Assistant Professor Paul Valiant of Brown University’s Department of Computer Science (Brown CS) has just received a Sheridan Junior Faculty Teaching Fellowship that will enable his participation in the Harriet W. Sheridan Center for Teaching and Learning’s Certificate 1 program. Throughout this seminar, faculty will refine their teaching and assessment strategies, give and receive peer feedback, and explore their own practices and beliefs about teaching. The end goal is to enable participants to improve the learning of their students and their own experiences as teachers.
The circumstances leading to Paul’s pursuit of the fellowship, if not universal, are certainly widespread. “When people begin an academic career,” he explains, “their levels of teaching experience vary.

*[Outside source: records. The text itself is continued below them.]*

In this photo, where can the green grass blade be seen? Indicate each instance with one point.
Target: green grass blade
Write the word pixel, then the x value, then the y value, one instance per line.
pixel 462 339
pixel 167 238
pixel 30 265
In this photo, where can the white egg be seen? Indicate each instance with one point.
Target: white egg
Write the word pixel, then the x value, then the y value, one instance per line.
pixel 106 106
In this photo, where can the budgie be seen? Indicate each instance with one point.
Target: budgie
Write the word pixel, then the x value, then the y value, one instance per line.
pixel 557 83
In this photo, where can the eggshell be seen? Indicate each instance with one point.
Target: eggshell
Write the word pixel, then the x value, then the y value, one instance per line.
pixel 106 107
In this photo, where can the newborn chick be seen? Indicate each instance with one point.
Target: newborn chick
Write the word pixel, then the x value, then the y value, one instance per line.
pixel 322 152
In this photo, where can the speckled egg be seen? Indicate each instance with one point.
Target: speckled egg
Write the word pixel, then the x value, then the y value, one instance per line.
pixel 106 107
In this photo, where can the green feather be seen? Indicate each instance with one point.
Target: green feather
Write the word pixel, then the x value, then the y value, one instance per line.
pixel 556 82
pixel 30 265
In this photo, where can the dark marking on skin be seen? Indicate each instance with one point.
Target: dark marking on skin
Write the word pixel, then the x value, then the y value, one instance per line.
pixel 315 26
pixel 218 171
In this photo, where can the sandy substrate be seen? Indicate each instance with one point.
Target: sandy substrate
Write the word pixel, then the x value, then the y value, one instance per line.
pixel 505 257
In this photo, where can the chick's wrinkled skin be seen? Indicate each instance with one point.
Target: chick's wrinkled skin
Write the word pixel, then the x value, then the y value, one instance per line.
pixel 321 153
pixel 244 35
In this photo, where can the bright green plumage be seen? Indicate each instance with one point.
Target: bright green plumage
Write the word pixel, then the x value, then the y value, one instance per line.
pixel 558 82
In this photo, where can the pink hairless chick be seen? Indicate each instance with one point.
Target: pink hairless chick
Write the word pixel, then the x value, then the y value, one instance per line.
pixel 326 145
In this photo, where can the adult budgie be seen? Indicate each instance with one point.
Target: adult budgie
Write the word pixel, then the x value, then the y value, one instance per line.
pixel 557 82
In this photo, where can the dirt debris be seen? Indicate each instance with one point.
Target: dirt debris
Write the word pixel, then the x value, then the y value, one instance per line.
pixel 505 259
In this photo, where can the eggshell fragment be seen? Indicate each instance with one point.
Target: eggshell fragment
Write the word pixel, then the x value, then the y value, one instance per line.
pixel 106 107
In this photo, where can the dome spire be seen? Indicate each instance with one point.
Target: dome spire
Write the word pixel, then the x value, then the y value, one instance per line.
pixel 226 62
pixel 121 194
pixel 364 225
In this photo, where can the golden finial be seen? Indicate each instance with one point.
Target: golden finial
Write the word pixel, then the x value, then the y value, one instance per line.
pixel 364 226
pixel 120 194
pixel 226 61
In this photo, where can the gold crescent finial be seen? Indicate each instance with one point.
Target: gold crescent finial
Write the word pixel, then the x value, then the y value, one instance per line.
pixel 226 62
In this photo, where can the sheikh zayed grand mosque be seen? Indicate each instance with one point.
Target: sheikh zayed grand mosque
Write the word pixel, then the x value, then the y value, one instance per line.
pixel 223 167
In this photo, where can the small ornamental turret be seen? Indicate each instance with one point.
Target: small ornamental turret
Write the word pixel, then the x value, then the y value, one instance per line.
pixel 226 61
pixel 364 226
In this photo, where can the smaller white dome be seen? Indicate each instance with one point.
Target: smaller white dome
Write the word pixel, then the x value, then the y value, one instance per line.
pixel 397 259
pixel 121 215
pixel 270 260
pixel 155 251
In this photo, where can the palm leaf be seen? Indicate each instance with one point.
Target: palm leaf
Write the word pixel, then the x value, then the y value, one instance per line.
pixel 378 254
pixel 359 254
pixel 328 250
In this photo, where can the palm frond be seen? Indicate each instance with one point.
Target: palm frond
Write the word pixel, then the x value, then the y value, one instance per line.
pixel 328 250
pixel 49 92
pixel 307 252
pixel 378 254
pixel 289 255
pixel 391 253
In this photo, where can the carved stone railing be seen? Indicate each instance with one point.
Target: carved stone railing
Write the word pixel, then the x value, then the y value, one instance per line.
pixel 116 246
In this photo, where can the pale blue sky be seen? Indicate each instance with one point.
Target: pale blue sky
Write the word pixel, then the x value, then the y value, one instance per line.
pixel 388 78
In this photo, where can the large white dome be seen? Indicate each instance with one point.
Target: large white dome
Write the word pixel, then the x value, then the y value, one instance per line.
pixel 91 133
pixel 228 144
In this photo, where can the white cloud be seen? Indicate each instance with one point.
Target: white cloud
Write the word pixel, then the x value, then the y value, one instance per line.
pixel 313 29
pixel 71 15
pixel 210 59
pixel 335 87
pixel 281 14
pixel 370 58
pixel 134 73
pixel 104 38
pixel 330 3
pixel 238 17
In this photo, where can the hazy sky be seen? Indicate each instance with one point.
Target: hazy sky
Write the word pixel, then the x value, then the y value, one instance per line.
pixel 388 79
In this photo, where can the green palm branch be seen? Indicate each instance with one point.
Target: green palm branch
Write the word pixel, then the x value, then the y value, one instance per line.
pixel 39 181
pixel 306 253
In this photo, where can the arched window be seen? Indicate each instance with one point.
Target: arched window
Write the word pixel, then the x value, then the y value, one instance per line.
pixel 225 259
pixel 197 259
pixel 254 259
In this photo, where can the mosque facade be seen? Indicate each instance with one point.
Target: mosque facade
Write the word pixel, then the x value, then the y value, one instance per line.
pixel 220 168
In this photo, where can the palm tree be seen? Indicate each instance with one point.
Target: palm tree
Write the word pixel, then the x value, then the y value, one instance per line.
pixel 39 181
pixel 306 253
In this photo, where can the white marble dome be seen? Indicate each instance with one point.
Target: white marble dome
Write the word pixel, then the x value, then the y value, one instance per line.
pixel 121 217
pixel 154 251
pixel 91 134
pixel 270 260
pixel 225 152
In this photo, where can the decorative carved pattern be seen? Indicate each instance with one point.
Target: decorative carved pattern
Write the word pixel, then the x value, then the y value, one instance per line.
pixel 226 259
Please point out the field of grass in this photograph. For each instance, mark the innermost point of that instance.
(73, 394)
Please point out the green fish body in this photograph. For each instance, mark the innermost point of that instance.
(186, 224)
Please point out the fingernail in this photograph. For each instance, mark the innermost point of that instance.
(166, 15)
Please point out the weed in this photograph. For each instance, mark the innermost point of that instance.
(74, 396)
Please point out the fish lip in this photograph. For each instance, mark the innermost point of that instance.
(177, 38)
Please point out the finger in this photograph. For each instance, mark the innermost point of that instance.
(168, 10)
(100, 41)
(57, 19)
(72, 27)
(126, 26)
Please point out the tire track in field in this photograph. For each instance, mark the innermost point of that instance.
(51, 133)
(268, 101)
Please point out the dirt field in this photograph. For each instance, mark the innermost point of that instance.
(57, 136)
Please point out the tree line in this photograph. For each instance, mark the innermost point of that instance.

This could be a function of the funding or even the size of the program where they obtained their PhDs. In the humanities, for example, or at a state school, teaching might be a necessity for doctoral candidates.” Valiant also mentions a possible tension between teaching and research, citing some post-doctoral fellowships that specifically forbid the student from serving as a teacher.
Since joining Brown CS two years ago, Paul’s efforts as a new professor have been marked by close attention to his own methods as well as careful analysis of feedback and evaluations received from students and colleagues. “Working with students has to change your worldview,” he says. “If it doesn’t, you’re doing it wrong! People ask why I have so many chairs in my office, and it’s because I need them for my teaching assistants. They’re my peers, and they’ve really helped shape my efforts to make meaningful changes in tests, homework, and my lecture style.”
Even as he began testing new techniques and adjusting his teaching, Paul saw value in the rigor and interactivity of a formal certificate program. “At the time I applied for the fellowship,” Valiant says, “I was asking colleagues for their advice, and among other things, they pointed me back to information I’d received about the Sheridan Center. I like that Brown faculty members are known for continually refining their teaching methods, and this program came very highly recommended.”
The five-module program begins in September, and Paul expresses a great deal of enthusiasm to get started. It’s clear from even a brief conversation that he’s thought carefully not just about classroom style or homework format but education at large. “Any computer science curriculum should include writing,” he notes. “Think back to eighth grade, when your work for Math class is just a series of equations, but in History or English, you’re expected to use language to address complex ideas with sophisticated arguments. We’d gain from asking students to apply that same sophistication here.”
He offers a theory about education that applies to teachers as well as students, and one that he can put into practice in the Certificate One program: “Arguably, when we’re asked to explain something in writing, or to teach it, we understand it better. If you can go beyond the textbook example, extrapolate, then communicate convincingly, you’ve probably learned successfully.”